One-Mindfully
Definition
One-Mindfully is a core mindfulness skill in Dialectical Behavior Therapy (DBT). It means focusing your attention on one thing at a time, fully immersing yourself in the present moment without distraction.
It teaches you to be fully engaged in what you’re doing rather than dividing your awareness between multiple activities or thoughts.
Purpose
Used to:
- Reduce overwhelm and stress.
- Improve concentration and effectiveness.
- Break patterns of multitasking or dissociation.
- Promote a sense of calm and clarity.
- Help with emotion regulation by anchoring in the present.
When to Use
Use One-Mindfully when:
- You are distracted or scattered.
- You notice you’re doing several things at once without awareness.
- You want to savor an experience.
- You feel anxious and need to ground yourself.
- You are practicing any other DBT skill and need to focus.
When Not to Use
Avoid using One-Mindfully if:
- You are in an emergency requiring divided attention.
- You are dissociating severely and need to reorient with grounding first.
- You feel unsafe and need to be aware of multiple factors.
How-To
- Pick One Activity: Choose something to focus on (e.g., washing dishes, eating, breathing).
- Direct Your Attention: Bring your mind fully to the chosen activity.
- Let Go of Distractions: If your mind wanders, gently return focus without judgment.
- Repeat as Needed: Every time you drift away, come back to the present.
Tips & Variations
- Use your senses: Notice sights, sounds, textures, smells, and tastes.
- Pair with Describe: Put words to what you’re experiencing to anchor your attention.
- Practice during routine tasks: Walking, showering, eating.

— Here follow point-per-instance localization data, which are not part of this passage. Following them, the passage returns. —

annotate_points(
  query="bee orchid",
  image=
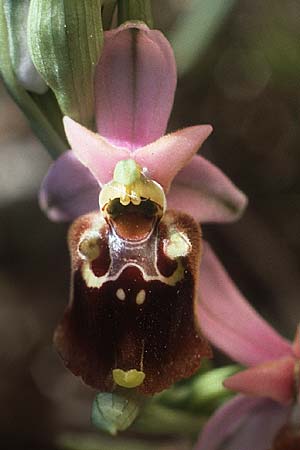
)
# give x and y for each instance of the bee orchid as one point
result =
(135, 264)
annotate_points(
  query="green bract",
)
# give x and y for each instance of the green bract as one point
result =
(16, 13)
(113, 412)
(65, 40)
(31, 105)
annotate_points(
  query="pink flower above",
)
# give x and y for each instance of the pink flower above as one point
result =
(135, 266)
(265, 408)
(135, 85)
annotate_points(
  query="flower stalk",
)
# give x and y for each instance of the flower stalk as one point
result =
(135, 10)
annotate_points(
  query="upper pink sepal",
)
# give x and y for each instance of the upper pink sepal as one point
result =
(296, 343)
(68, 190)
(203, 191)
(273, 379)
(243, 423)
(164, 158)
(133, 110)
(230, 323)
(94, 152)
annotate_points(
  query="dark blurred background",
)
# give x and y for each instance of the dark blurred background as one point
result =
(239, 66)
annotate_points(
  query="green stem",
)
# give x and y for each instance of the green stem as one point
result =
(135, 10)
(54, 143)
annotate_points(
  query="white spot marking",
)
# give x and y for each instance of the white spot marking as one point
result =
(121, 294)
(140, 298)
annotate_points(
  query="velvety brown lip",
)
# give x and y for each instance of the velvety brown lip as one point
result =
(133, 226)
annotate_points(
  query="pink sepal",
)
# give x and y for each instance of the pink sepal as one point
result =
(230, 323)
(93, 151)
(135, 85)
(203, 191)
(272, 379)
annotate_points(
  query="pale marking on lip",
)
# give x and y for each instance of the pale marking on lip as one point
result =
(141, 297)
(120, 294)
(96, 282)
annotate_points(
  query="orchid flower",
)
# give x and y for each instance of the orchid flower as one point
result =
(265, 414)
(130, 321)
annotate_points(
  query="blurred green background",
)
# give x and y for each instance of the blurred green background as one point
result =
(239, 66)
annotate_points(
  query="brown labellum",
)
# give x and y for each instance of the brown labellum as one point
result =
(131, 318)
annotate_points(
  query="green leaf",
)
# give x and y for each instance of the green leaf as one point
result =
(65, 40)
(16, 14)
(195, 29)
(135, 10)
(39, 122)
(116, 411)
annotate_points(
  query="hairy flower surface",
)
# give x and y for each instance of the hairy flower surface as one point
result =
(265, 414)
(135, 266)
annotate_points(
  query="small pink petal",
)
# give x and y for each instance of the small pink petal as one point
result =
(135, 85)
(68, 190)
(296, 343)
(230, 323)
(94, 152)
(273, 379)
(243, 423)
(168, 155)
(203, 191)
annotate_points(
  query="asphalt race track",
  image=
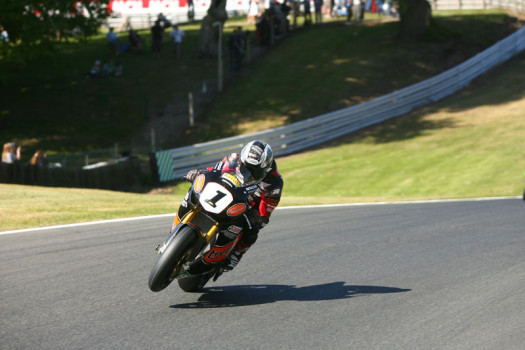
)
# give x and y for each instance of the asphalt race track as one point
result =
(448, 275)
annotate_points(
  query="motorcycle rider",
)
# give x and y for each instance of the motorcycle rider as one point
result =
(257, 159)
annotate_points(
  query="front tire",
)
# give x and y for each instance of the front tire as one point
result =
(163, 271)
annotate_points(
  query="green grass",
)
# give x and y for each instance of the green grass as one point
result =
(333, 67)
(49, 104)
(470, 145)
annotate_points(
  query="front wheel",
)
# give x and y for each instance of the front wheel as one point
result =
(171, 259)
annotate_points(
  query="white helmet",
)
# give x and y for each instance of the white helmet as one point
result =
(257, 158)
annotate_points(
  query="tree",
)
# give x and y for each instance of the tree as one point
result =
(209, 33)
(415, 18)
(43, 21)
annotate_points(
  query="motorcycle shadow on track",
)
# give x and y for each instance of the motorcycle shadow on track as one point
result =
(246, 295)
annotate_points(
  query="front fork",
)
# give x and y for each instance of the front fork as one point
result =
(207, 234)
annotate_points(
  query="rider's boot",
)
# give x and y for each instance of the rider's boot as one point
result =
(236, 255)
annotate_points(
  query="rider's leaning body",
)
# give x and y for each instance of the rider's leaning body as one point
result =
(253, 166)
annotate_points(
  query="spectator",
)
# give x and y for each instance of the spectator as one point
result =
(285, 10)
(4, 36)
(177, 34)
(114, 42)
(191, 10)
(135, 41)
(237, 45)
(318, 7)
(108, 69)
(307, 13)
(253, 11)
(165, 23)
(157, 36)
(349, 4)
(362, 4)
(118, 69)
(39, 158)
(11, 153)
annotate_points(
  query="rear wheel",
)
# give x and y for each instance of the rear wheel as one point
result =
(171, 259)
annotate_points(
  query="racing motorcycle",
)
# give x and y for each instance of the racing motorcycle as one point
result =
(217, 203)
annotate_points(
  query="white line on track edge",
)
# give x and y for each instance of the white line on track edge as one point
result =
(279, 208)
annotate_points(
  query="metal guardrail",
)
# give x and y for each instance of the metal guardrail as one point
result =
(292, 138)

- Watch out for: Criticizing yourself when your mind drifts—wandering is normal.
Example
While drinking her morning coffee, Priya decided to practice One-Mindfully. She focused on the warmth of the mug, the aroma, and the taste of each sip. Each time she thought about her to-do list, she gently brought her attention back to the coffee.
Inventor / Origin
One-Mindfully is part of the DBT mindfulness module created by Marsha M. Linehan, PhD. It integrates Zen Buddhist principles of single-pointed concentration and cognitive-behavioral strategies for focus.
Related Skills
- Observe: Notice what’s happening.
- Describe: Put experiences into words.
- Nonjudgmental Stance: Avoid labeling experiences as good or bad.
- Participate: Immerse yourself fully.
Limitations
May not be effective if:
- You are in a highly stimulating or unsafe environment.
- You are emotionally dysregulated and need grounding before focusing.
- You feel compelled to avoid the present due to trauma triggers.
Evidence Base
Research indicates practicing One-Mindfully:
- Increases attention and working memory.
- Reduces rumination and anxiety.
- Enhances emotion regulation and distress tolerance.
- Improves daily functioning and overall well-being.
Further Reading
- DBT Skills Training Handouts and Worksheets by Marsha Linehan
- One-Mindfully Practice Exercises
- Mindfulness Skills in DBT (Behavioral Tech)
References
- Linehan, M.M. (1993). Cognitive-Behavioral Treatment of Borderline Personality Disorder. New York: Guilford Press.
- Linehan, M.M. (2015). DBT Skills Training Manual, Second Edition. New York: Guilford Press.